Your Cell Phone Is Covered With a Personal Bacterial Cocktail

Testing phones for bacteria and viruses could tell doctors who has been exposed to potentially deadly microorganisms

Our bodies play host to around 100 trillion microbes that together weigh more than 2 pounds. They are present on our skin, in our guts, in the crooks of our elbows, and just about everywhere else.

These bacteria, viruses, and fungi, collectively called the microbiome, help us digest our food and fight off infections. And emerging research shows that modifying our personal mix of microbes may even help treat chronic conditions like diabetes and Crohn’s disease.

To get an idea of just how many microbes we carry—and which ones—researchers are testing our most intimate possessions: our cell phones.

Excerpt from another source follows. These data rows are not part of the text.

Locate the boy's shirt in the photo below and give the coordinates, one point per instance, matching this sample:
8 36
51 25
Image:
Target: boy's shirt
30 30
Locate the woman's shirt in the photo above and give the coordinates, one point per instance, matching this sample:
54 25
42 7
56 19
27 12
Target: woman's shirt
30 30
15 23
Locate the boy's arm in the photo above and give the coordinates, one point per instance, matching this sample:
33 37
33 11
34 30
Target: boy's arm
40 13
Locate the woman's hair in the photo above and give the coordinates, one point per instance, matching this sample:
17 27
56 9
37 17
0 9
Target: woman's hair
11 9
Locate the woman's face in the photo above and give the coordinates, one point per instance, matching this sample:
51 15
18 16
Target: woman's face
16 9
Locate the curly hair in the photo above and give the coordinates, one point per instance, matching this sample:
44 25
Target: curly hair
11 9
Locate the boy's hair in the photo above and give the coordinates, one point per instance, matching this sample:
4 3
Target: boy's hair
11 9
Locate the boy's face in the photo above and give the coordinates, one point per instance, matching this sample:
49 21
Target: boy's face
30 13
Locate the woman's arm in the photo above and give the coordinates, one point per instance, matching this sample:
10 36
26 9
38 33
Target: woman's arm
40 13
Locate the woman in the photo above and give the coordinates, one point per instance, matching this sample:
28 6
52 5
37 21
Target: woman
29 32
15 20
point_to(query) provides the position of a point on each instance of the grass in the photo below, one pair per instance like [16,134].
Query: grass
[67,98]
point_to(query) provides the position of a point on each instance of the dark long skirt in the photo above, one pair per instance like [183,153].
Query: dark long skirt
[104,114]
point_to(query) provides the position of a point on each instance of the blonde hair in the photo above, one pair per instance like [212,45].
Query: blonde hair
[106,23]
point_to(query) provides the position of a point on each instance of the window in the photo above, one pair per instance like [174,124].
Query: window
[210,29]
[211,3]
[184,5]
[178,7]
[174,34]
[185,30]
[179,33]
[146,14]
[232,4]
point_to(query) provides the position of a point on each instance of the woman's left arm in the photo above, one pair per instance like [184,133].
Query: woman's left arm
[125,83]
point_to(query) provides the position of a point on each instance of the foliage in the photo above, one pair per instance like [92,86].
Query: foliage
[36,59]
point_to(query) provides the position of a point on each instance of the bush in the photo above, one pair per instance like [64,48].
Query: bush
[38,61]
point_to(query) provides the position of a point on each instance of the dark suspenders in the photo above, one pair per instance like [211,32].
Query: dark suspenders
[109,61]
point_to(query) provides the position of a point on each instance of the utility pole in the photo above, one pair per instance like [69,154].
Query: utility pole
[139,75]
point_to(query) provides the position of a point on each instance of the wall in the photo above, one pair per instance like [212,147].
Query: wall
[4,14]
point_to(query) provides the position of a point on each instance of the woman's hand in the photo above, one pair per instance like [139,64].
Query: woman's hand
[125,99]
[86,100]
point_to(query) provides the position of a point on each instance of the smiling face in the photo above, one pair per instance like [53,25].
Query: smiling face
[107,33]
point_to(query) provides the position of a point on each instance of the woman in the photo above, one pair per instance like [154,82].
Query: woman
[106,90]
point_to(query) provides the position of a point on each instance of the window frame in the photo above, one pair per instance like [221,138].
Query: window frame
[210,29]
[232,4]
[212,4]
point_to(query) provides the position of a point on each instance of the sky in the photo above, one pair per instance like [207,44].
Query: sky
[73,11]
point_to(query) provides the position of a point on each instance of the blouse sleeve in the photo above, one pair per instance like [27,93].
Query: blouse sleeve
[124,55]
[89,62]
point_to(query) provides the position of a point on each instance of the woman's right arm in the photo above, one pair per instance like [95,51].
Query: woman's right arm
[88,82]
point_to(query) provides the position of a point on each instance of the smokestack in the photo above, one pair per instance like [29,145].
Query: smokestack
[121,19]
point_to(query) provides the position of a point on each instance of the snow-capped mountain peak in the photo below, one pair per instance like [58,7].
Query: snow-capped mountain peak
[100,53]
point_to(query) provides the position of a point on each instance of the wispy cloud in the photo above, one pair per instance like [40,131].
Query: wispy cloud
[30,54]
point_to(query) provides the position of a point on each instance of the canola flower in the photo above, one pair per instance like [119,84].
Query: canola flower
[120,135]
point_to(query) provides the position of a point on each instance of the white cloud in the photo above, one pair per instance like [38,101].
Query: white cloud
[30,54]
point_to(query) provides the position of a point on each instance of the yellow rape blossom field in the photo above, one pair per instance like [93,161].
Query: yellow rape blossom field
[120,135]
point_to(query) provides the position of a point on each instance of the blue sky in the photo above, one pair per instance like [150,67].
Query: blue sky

In a small study, University of Oregon scientists tested the index fingers and thumbs of 17 subjects, along with the touchscreens of their smartphones. As you might expect, they found an 82 percent overlap between the most common types of bacteria found on participants’ fingers and on their phones. Women tended to have more bacteria in common with their phones than men.

Of the more than 7,000 different types of bacteria the researchers identified, the most common were in the StreptococcusStaphylococcus, and Corynebacterium families. These bacteria are typically found in the human mouth and on the skin.

Though some strains of StreptococcusStaphylococcus, and Corynebacterium can make people sick, especially if they have a weakened immune system, research suggests that these bacteria help protect ­­­­the skin, in part by competing with harmful strains for space and resources.

 

Taking care of your hands hygiene will reduce potentially microbiome spreading to your body

If  you found that washing your hands everytime is too much. One of solution is sanitizing your hands, either you use sanitizer gel or wet wipes. It is more comfortable and easy to use wherever or whenever you are.